According to that schedule, I would read 26.55% of the articles Pocket recommended. This falls pretty clearly in line with the results from the various machine learning models that were set up, which range about 10% in either direction from the actual number I think I would read. From here, though, we can now make a series of confusion matrices that show how accurately my predictions about what I'd read line up with what the algorithms said. A confusion matrix shows us the False Positives (algorithm says yes, I say no), False negatives (algorithm says no, I say yes), and the correct cases (true positive and true negative).

What a confusion matrix looks like

When we consider each model, they look like this:

Full Data (47.30% accuracy)

No Read/unread Distinction (46.68% accuracy)

No User distinction (40.04% accuracy)

No Time Pocketed information (49.17% accuracy)

These results don't seem all that high - in other terms, in each model, I was unable to accurately predict what I would read based on my coding of the articles according to what I would think I'd read. The hand coding was far away from a real behavior captured dataset, and in a second round of coding, I actually disagreed with myself about whether I'd read something or not about 35% of the time, which indicates to me that although this is close to the best I can do in testing whether the predicted articles given by pocket aren't as good as my models, the methodology is still a bit wonky.


There's certainly more exhaustive work to be done, but this initial dig against the system should hopefully clear up many questions about Pocket, machine learning, Pocket's new recommendation engine, and the expected efficacy of the system. Right now, it looks like the ensemble methods accurately predict what is going to get read. Admittedly, I don't have access to all of Pocket's data - perhaps more random observations, larger datasets, and so forth may present users that have much more skewed behaviors.

Let's assume for a second that that's the case - if that were the case, there would be three possible outcomes - first, this ensemble approach still predicts this new data accurately.

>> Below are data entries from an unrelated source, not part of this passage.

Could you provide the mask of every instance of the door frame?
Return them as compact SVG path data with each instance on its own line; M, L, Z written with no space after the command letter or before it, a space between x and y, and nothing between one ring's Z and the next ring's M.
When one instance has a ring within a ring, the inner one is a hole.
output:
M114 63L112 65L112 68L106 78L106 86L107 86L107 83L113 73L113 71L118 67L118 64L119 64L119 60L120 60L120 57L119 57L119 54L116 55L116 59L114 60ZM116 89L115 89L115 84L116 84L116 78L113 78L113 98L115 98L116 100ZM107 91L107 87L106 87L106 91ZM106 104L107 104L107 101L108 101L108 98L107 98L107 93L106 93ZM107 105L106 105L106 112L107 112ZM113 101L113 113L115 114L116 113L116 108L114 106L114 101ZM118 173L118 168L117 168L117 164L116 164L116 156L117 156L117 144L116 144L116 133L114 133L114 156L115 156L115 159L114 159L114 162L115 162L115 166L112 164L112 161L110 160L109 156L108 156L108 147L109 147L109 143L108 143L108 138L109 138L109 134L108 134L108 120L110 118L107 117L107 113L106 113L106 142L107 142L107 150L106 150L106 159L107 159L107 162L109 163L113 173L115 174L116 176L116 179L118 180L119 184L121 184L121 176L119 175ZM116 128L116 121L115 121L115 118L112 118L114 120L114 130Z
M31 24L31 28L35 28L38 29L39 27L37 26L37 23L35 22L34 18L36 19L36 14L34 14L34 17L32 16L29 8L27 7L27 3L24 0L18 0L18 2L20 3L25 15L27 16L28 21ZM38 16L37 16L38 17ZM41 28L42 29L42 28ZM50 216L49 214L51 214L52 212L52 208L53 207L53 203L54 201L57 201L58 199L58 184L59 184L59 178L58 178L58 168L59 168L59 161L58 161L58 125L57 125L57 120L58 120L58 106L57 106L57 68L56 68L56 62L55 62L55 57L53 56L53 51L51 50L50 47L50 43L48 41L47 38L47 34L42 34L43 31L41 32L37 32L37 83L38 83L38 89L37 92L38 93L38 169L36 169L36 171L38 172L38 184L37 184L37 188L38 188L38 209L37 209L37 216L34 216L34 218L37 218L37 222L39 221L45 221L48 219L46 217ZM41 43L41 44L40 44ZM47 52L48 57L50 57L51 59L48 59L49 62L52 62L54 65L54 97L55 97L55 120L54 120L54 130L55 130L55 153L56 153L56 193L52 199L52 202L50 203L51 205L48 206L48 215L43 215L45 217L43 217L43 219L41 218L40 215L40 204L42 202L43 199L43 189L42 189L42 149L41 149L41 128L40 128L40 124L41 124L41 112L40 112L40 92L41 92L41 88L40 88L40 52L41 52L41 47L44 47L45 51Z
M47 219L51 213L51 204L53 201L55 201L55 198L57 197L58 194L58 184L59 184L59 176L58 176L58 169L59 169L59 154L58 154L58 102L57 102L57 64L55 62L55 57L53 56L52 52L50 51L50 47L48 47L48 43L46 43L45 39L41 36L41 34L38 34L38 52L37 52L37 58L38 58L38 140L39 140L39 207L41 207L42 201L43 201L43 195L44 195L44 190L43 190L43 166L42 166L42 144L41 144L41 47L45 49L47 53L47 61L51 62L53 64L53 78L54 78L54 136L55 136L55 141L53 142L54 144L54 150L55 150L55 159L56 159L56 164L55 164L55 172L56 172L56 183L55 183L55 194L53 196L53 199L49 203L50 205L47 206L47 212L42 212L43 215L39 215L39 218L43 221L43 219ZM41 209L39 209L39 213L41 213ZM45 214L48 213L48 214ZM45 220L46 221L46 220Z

Second, it predicts it inaccurately, but there are separable distinctions between groups of users (i.e. we can create a typology of users that informs which model to apply to their data), in which case this work has found one such model. Or, users are not separable, and this dive into Pocket's data was just lucky. In the first and second cases, the results from this work largely hold. In the third case, it's back to the drawing board.

If the reality of the larger data falls into either of the first two cases, however, then the likelihood that Pocket is really delivering an accurate recommendation engine drops. To be sure, other interventions may drop the accuracy of the engine - sponsored articles, direct intervention to make people read specific content for other reasons, direct design to make people read things they normally wouldn't, and so forth. If the goal of Pocket is to keep eyeballs reading, however, which I would reasonably posit the goal to be, this test seems to suggest the current system is broken. The above is provided as a starting point for fixing it.

Kitchin, Rob. "Big Data, new epistemologies and paradigm shifts." Big Data & Society 1.1 (2014): 2053951714528481.

Mackenzie, Adrian. "The production of prediction: What does machine learning want?." European Journal of Cultural Studies 18.4-5 (2015): 429-445.

Mayer-Schönberger, Viktor, and Kenneth Cukier. Big data: A revolution that will transform how we live, work, and think. Houghton Mifflin Harcourt, 2013.